The Duke Human Rights Center@FHI has announced the winner of our Juan E. Mendez Award for Human Rights in Latin America, Theresa Keeley’s Reagan’s Gun-Toting Nuns: The Catholic Conflict Over Cold War Human Rights Policy in Central America!
This is the twelfth year of this prestigious award. The award is supported by the Duke Human Rights Center@the Franklin Humanities Institute, Duke’s Center for Latin American and Caribbean Studies, and the Human Rights Archives at the Rubenstein Rare Books and Manuscripts Library.
Reagan’s Gun-Toting Nuns is a deep dive into a formative period in human rights, Central American history, and the role of the faith community, in particular the Maryknoll order, on US policy. Keeley will accept the award via a Zoom event that is open to the public. The event will take place on March 16 from 5:30-7 pm.

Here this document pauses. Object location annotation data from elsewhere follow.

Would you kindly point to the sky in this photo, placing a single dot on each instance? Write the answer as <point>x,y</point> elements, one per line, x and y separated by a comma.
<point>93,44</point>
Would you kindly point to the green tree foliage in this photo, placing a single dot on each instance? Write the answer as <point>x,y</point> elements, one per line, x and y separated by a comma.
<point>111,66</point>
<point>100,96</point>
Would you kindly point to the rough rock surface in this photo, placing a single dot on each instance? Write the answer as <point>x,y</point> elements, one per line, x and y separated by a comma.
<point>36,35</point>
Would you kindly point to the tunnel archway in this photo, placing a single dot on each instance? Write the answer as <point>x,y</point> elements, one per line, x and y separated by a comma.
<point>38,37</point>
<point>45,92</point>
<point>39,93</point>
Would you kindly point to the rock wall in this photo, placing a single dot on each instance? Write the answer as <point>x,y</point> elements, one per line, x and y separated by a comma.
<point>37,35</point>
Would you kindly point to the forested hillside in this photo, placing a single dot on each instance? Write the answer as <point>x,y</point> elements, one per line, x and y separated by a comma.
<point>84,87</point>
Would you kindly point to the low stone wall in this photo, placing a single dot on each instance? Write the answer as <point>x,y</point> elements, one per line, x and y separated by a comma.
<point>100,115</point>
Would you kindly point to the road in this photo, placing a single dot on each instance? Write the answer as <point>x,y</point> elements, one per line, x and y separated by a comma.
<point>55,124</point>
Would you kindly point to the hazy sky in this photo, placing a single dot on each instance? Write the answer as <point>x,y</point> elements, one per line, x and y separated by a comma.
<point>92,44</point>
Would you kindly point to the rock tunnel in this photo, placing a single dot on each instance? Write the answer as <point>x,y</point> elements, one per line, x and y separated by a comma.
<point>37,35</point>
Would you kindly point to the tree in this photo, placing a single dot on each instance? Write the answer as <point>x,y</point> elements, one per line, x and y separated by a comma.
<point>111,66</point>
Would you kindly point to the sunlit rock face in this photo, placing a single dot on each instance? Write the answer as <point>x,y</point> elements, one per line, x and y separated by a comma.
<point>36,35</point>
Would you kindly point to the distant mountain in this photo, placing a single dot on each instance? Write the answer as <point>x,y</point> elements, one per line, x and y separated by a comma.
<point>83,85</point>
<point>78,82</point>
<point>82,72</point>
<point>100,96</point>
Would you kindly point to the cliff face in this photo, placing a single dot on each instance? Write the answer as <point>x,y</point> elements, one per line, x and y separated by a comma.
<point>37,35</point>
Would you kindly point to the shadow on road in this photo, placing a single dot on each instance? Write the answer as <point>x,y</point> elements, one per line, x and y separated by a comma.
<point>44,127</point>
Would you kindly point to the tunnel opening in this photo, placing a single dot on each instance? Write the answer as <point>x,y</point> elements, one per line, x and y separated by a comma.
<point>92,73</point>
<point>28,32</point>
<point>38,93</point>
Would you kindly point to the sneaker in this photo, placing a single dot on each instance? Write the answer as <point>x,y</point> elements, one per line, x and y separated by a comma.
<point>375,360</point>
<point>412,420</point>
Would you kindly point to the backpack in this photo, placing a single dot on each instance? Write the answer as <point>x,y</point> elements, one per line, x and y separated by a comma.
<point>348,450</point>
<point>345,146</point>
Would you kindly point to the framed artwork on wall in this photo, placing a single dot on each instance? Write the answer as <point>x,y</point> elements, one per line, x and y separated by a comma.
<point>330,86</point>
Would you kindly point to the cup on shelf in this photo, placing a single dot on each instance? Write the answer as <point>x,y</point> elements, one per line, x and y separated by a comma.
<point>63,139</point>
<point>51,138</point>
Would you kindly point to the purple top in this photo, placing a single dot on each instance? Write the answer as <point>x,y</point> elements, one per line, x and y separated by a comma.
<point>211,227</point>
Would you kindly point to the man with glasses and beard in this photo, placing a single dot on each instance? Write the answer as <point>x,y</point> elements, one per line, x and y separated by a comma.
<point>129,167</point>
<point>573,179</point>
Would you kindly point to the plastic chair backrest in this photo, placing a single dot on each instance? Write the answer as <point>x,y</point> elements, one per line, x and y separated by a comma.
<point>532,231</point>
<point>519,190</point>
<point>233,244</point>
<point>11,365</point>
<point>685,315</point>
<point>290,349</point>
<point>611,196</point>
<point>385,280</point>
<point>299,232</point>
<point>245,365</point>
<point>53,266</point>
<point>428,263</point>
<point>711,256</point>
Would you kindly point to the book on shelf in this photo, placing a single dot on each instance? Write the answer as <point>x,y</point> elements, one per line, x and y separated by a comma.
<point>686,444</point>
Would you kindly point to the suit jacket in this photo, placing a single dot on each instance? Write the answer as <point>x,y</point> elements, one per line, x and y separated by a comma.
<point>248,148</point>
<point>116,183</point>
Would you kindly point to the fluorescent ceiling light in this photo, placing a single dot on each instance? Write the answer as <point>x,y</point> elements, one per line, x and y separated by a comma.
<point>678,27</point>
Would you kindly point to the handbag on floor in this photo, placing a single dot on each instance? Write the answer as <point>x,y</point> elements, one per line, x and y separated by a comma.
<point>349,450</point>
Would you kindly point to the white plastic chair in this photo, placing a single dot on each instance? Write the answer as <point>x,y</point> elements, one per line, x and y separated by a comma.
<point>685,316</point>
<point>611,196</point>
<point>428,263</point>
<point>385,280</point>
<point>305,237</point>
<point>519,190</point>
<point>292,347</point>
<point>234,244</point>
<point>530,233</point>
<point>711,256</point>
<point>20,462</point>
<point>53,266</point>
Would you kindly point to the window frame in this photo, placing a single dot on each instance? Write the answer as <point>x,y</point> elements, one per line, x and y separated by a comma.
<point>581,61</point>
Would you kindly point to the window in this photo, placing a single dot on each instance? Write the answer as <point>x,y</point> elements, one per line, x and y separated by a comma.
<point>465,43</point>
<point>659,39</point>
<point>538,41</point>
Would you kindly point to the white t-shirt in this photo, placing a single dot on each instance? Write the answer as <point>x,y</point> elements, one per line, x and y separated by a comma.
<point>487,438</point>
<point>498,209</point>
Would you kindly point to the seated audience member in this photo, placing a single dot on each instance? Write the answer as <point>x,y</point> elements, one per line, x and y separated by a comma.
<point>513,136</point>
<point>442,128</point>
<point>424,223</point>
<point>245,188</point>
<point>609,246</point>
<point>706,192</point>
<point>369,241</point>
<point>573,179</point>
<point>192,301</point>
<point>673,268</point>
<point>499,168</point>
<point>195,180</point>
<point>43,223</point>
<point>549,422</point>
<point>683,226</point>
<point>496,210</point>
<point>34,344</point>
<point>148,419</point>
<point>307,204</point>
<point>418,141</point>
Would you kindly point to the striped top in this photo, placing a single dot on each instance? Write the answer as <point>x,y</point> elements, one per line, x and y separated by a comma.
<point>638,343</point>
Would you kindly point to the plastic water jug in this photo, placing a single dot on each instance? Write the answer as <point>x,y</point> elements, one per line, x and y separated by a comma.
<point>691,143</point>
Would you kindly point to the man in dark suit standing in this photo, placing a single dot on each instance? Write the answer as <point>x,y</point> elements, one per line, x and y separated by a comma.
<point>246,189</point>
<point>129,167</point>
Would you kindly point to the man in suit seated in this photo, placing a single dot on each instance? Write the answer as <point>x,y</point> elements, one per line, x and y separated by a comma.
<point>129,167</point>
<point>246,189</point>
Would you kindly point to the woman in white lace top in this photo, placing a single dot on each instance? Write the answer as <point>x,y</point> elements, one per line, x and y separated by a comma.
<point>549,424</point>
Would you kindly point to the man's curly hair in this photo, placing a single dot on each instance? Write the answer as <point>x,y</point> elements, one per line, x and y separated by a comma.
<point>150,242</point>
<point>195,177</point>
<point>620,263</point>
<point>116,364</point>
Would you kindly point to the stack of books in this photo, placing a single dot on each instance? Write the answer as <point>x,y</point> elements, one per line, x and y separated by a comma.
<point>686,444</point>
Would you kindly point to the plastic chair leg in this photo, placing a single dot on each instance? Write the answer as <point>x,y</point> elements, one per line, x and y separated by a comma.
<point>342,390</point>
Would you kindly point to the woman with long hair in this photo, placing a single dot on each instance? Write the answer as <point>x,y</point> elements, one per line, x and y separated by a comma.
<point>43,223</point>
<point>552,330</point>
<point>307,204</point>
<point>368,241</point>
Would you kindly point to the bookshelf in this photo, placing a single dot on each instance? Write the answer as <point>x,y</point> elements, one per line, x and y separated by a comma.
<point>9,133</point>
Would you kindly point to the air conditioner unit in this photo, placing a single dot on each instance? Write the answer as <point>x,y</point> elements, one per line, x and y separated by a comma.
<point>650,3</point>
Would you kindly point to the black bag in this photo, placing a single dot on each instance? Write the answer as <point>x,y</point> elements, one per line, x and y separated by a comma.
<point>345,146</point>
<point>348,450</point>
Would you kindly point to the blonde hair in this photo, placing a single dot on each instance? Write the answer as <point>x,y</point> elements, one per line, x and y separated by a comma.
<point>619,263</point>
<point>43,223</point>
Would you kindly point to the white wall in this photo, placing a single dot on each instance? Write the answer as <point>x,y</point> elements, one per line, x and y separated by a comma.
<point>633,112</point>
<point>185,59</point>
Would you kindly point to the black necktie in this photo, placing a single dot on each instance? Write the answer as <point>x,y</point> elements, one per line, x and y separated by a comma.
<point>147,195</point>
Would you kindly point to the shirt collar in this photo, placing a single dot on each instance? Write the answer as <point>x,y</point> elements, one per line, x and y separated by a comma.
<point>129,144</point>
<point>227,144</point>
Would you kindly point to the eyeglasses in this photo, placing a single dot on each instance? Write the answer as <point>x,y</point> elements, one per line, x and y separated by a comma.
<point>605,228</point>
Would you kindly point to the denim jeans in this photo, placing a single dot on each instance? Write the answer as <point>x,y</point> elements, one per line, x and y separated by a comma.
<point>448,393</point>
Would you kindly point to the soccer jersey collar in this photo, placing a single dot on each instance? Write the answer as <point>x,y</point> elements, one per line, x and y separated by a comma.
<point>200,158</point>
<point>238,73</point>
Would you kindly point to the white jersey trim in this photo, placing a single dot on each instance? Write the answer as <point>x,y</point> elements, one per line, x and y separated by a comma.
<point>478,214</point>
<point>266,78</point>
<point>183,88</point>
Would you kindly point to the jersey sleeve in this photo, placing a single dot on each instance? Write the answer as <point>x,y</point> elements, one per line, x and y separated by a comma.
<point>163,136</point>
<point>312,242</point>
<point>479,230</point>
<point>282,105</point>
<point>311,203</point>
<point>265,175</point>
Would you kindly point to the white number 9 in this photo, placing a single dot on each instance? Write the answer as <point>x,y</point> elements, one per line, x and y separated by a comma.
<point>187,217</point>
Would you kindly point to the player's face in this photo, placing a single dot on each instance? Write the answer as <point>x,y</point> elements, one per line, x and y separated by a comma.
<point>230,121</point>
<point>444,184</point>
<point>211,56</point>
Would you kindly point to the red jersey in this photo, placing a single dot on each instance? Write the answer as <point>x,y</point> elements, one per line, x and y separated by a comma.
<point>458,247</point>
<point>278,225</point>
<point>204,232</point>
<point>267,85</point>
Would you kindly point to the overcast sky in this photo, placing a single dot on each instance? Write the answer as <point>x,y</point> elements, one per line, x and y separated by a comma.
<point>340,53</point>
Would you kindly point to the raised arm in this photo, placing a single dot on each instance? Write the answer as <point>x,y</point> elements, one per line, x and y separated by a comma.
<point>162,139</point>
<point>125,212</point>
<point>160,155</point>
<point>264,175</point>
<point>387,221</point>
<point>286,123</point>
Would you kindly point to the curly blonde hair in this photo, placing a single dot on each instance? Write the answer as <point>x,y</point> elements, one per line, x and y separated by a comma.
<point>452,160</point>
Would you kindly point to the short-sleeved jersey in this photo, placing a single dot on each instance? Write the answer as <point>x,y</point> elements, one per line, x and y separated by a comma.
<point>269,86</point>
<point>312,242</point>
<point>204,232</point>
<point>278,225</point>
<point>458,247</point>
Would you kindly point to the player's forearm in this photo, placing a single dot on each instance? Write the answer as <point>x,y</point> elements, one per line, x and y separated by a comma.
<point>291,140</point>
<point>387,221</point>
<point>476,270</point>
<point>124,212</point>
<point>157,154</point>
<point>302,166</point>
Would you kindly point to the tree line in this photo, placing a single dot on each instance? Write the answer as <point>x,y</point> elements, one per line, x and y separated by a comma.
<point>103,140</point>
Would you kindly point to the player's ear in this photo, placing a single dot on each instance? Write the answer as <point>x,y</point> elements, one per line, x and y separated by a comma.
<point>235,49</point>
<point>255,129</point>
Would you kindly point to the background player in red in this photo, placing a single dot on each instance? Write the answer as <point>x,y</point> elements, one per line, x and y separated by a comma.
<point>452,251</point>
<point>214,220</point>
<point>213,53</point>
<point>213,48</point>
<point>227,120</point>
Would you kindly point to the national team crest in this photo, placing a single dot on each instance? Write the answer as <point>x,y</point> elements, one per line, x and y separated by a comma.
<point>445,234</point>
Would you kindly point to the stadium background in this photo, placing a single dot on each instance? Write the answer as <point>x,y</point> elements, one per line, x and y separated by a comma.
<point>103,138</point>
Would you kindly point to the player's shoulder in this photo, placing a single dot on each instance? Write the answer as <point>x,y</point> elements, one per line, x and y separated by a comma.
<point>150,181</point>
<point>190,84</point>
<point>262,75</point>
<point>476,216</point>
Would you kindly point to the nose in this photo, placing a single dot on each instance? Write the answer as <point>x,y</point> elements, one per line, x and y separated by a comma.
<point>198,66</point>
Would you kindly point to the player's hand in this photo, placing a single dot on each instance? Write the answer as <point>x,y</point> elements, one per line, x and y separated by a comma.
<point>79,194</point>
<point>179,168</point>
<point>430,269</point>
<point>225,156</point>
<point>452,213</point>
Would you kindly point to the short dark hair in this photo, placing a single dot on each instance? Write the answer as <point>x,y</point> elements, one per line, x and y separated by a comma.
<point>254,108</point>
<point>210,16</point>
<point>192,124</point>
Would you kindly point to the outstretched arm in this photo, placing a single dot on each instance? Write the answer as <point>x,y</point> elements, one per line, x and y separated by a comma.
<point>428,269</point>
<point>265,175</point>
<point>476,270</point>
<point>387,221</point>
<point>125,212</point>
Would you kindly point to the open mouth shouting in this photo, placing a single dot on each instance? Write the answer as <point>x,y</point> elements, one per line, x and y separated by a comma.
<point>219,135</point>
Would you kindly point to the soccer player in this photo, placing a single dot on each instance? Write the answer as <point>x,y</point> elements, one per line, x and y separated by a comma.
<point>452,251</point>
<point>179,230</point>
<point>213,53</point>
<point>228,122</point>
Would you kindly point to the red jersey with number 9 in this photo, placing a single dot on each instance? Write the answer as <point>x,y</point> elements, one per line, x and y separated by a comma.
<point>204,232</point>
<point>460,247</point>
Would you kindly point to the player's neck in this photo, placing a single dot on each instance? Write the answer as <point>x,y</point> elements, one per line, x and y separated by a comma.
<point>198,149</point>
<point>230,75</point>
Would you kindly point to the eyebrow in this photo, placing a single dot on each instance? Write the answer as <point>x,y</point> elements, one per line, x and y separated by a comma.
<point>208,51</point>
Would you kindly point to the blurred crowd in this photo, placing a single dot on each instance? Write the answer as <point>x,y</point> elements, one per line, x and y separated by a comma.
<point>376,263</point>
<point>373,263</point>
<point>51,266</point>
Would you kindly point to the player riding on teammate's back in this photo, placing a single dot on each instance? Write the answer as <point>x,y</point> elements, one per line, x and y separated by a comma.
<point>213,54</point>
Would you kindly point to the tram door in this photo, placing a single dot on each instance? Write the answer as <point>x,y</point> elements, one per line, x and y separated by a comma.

The judges were unanimous in their praise. Prof. James Chappel, Hunt Assistant Professor of History at Duke University, noted that the book “tells a great story that most people, myself included, know little about. Catholicism, like human rights, is both global and local, and it takes a special kind of historian to explore it with humanity, moral passion, and archival rigor. By integrating geopolitics, theology, and gender into one beautiful narrative, Keeley does all of us a great service.”
Maria McFarland Sánchez-Moreno, currently a senior legal adviser to Human Rights Watch and a former Méndez award winner, commented that the book “covers a history about which I’ve long been curious and that has been central to US human rights policy toward Central America. It does so comprehensively, seriously, and with great care. The author did an impressive amount of research.”
Robin Kirk, chair of the judging committee and the co-director of the Duke Human Rights Center@the Franklin Humanities Institute, commented, “I learned so much from this book: about Central America, US policy, the Maryknolls, and continuing repercussions of divides within Christianity and their links to human rights. Even as an advocate in Latin America, I was unfamiliar with much of this history. So much of this framed the early development of human rights as US policy and a generation of American and European rights activists.”
When notified of the award, Keeley stated, “I am humbled to have my work recognized. At times, I struggled to find ways to convey Central Americans’ and missionaries’ experiences during the 1970s and 1980s. But it was nothing compared to what the people who lived through these difficult, and often violent, times endured. I am thankful to all of the human rights advocates, in the United States and Central America and especially the women religious, who trusted me with their stories. I hope the Méndez Award will bring recognition to them and to the greater need for the U.S. government to consider how its foreign policies affect the human rights of others.”
Work-study student Zac Johnson ’22 interviewed Theresa Keeley prior to her book talk to learn more about the background and meaning of her work. Read a reflection and recap of her talk at the Duke Human Rights Center here.
The judges would also like to extend congratulations to Dan Werb and his excellent City of Omens: A search for the missing women of the borderlands (Bloomsbury Publishing, 2019), our runner-up. The judges praised the book’s epidemiological approach and the richly detailed research paired with the stories of the women Werb worked with on the US-Mexico border. Werb’s text was “very compelling and human,” wrote one, “and I loved that it shed light on worlds that most readers do not know about or care to know.”
First awarded in 2008, the Méndez Human Rights Book Award honors the best current non-fiction book published in English on human rights, democracy, and social justice in contemporary Latin America. The books are evaluated by a panel of expert judges drawn from academia, journalism, human rights, and public policy circles.